When calculating the inverse tangent of a degree, the calculator will always give an angle between 90 degrees and –90 degrees. But I want to find the positive value of the negative angle.
Do I add 180 or 360 to the angle?
How do I know if I should add 180 or 360 to the negative angle.
On
$\ tanx=a$
$x=\ arctan(a) + k{\pi}$, $k\in Z$
Period of tangent function is ${\pi}$, it could be added $k{\pi}$, $k\in Z$
Since $f(x)=\tan(x)$ is bijective when $x\in(\dfrac{-{\pi}}{2},\dfrac{{\pi}}{2})$, then, $f(x)=\ arctanx$ is defined as
$f:(\dfrac{-{\pi}}{2},\dfrac{{\pi}}{2}) \rightarrow R$,
I'm not sure I understand what you mean by "positive value of the negative angle"...

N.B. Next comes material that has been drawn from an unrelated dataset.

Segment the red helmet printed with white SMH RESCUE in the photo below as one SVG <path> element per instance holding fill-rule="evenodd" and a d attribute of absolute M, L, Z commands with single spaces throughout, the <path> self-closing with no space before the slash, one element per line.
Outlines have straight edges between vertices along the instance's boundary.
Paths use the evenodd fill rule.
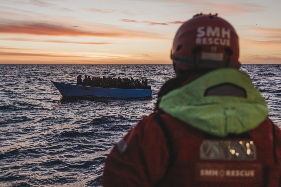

A periodic function $f(x)$ has period $p$ if for all integers $n$, $f(x+np)=f(x)$. As Yves pointed out, $\tan x$ has a period of $180^\circ$, meaning that for all real $x$,
$$\tan x=\tan(x\pm180^\circ)=\tan(x\pm360^\circ)=\cdots$$
In particular, if $\tan x=y$ for some given $y$, then $x=\tan^{-1}y+180^\circ n$. By definition of the inverse tangent, $\tan^{-1}y$ is some angle between $-90^\circ$ and $90^\circ$, but it's not the only one that satisfies $\tan x=y$. To get other solutions, you have to add or subtract a multiple of $180^\circ$.
As an example, consider the equation
$$\tan x=1$$
A calculator will tell you that $x=\tan^{-1}1=45^\circ$, but it's also true that $\tan(225^\circ)=\tan(45^\circ+180^\circ)=1$, so $x=225^\circ$ is also a valid solution. Whichever multiple of $180^\circ$ you need to add depends on which domain you expect to find $x$. If $x\in(-90^\circ,90^\circ)$, then $x=45^\circ$; if $x\in(90^\circ,270^\circ)$, then $x=225^\circ$; and so on.